(252f) Vitamin K2 Modulates Mitochondrial Dysfunction Induced By 6-Hydroxydopamine in SH-SY5Y Cells Via Mitochondrial Quality Control Loop

Vitamin K2, a natural fat-soluble vitamin, is a potent neuroprotective molecule owing to its antioxidant effect, but its mechanism has not been fully elucidated. Therefore, we treated SH-SY5Y cells with 6-hydroxydopamine (6-OHDA) in a dose-dependent manner, followed by vitamin K2. 6-OHDA had reduced cell viability, decreased mitochondrial membrane potential, increased the accumulation of reactive oxygen species (ROS), and induced mitochondria-mediated apoptosis and abnormal mitochondrial fission and fusion compared with untreated SH-SY5Y cells. However, vitamin K2 significantly attenuated 6-OHDA-induced changes. Vitamin K2 plays a key role in apoptosis by upregulating and downregulating Bcl-2 and Bax protein expressions, respectively, thereby inhibiting mitochondrial depolarisation and ROS accumulation and maintaining the stability of mitochondrial structure and function. Additionally, vitamin K2 significantly inhibited the 6-OHDA-induced decrease and increase in MFN1/2 and DRP1 expressions, respectively, thereby maintaining the dynamic balance of mitochondrial fusion and fission. Furthermore, vitamin K2 downregulates the expression of p62 and upregulates the expression of LC3A in 6-OHDA-treated cells through the PINK1/Parkin signalling pathway, thereby promoting mitophagy.
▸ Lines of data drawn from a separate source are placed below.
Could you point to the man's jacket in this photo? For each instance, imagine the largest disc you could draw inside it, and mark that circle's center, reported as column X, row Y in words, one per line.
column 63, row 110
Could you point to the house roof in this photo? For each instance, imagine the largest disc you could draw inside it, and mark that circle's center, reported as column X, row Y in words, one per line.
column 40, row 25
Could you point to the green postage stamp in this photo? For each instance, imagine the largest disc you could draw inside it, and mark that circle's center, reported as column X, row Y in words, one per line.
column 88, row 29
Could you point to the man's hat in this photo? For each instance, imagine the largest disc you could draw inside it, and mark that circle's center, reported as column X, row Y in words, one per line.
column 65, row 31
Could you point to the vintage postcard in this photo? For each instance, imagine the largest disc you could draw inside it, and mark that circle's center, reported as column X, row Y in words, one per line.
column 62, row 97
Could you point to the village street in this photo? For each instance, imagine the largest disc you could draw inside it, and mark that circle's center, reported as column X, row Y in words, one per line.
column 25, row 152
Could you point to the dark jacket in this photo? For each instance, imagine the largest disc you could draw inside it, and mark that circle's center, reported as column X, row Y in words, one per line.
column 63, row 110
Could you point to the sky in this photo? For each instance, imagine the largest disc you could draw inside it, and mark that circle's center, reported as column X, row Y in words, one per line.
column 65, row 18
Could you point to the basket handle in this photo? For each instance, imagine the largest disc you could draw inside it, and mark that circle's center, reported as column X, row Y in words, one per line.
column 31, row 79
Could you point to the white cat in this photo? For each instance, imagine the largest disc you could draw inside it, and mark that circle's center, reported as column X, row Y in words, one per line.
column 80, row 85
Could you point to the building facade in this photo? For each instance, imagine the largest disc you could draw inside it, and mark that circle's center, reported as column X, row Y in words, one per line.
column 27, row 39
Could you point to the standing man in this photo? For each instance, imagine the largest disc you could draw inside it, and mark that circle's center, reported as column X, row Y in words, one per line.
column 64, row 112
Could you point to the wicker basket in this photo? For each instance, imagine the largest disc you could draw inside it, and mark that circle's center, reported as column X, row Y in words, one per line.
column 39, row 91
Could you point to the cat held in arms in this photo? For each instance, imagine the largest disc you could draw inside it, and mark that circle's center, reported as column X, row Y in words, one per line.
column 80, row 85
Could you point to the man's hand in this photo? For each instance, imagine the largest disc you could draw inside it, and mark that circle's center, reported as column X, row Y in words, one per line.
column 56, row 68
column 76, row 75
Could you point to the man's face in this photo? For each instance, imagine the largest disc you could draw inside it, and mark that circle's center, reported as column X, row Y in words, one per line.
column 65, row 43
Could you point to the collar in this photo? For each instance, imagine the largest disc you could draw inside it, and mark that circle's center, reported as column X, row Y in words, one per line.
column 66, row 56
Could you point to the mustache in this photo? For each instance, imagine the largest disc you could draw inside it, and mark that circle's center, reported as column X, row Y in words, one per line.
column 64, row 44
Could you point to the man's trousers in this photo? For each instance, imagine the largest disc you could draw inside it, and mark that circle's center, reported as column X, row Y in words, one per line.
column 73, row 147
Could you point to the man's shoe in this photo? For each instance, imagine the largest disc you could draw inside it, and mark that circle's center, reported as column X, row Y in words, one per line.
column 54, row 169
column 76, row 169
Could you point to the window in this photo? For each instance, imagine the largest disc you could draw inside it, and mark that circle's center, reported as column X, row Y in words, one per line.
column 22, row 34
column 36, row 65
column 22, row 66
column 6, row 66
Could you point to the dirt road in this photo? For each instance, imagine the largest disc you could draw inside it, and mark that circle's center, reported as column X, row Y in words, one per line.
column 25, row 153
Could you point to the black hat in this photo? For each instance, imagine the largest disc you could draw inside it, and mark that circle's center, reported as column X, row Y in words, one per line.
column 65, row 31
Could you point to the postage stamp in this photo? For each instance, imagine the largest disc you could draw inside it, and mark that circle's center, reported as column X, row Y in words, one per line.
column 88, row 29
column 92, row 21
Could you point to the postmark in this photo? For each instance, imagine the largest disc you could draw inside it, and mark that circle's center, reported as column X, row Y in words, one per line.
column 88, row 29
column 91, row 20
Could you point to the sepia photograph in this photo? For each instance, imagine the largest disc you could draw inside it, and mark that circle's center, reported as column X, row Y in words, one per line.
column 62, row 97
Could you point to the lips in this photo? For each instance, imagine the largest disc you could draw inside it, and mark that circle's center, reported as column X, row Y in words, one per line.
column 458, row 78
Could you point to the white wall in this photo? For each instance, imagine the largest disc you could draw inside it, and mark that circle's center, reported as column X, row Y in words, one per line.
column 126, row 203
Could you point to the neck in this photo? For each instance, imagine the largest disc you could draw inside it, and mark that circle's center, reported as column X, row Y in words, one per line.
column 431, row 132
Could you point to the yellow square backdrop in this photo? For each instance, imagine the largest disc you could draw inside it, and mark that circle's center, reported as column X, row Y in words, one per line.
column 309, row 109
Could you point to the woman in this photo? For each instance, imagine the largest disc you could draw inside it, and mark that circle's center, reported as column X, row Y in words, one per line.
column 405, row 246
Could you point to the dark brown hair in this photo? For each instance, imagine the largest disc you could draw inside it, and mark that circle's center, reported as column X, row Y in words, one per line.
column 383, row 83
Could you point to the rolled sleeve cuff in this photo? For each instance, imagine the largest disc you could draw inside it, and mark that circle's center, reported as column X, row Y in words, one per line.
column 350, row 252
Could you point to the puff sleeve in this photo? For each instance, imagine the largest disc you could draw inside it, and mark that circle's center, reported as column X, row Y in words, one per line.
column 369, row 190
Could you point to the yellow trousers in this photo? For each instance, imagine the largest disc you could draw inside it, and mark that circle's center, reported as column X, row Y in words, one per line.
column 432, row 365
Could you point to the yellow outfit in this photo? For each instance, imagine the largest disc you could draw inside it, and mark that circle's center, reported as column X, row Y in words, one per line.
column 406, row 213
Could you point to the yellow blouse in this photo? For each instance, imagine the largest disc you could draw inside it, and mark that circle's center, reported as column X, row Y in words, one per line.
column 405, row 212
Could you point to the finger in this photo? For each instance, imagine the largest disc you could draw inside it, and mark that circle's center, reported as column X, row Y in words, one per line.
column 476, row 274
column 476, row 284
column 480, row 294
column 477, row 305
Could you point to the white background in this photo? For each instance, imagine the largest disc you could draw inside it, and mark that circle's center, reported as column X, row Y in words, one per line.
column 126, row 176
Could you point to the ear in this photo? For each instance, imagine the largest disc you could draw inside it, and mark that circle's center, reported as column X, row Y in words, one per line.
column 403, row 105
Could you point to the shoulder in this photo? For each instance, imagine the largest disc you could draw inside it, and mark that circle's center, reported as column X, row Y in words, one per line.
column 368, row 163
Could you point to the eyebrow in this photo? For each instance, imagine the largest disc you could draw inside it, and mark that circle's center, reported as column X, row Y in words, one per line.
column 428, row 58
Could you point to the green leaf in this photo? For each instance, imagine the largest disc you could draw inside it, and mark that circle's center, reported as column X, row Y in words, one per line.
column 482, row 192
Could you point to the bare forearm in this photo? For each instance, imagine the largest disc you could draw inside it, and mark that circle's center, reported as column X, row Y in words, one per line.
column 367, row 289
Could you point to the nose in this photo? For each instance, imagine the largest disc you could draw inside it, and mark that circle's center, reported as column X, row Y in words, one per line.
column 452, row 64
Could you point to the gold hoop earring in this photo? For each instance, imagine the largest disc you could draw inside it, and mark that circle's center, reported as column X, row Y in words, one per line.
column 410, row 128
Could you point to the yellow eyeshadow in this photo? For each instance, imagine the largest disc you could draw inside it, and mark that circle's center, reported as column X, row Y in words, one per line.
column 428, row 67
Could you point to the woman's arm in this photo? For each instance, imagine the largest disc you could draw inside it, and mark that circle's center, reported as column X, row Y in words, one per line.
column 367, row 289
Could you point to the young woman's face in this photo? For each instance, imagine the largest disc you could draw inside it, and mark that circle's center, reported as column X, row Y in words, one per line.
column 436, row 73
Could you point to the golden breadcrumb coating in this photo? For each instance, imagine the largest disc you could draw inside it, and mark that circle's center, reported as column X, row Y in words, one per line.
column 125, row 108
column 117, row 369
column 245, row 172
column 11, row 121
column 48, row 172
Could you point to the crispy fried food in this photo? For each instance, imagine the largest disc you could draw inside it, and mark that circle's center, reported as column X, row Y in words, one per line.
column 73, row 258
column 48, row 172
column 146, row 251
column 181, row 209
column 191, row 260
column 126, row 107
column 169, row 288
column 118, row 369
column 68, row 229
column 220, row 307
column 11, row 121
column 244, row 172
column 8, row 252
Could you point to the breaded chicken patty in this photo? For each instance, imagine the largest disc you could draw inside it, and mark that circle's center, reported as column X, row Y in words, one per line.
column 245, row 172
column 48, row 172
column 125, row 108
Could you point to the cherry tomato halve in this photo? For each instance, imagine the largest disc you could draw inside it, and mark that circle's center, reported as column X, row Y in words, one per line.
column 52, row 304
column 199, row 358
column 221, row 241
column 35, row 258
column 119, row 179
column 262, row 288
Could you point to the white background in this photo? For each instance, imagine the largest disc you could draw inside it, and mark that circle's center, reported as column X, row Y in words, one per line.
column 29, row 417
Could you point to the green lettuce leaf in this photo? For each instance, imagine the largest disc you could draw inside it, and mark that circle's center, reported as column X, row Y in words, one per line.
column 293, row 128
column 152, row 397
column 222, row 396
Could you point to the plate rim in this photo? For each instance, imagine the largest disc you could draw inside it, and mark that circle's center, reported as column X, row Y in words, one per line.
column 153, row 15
Moreover, it induced mitochondrial biogenesis in 6-OHDA damaged cells by promoting the expression of PGC-1α, NRF1, and TFAM. These indicate that vitamin K2 can alleviate mitochondrial damage, and that this effect is related to the participation of vitamin K2 in the regulation of the mitochondrial quality control loop, through the maintenance of the mitochondrial quality control system, and repair mitochondrial dysfunction, thereby alleviating neuronal cell death mediated by mitochondrial damage.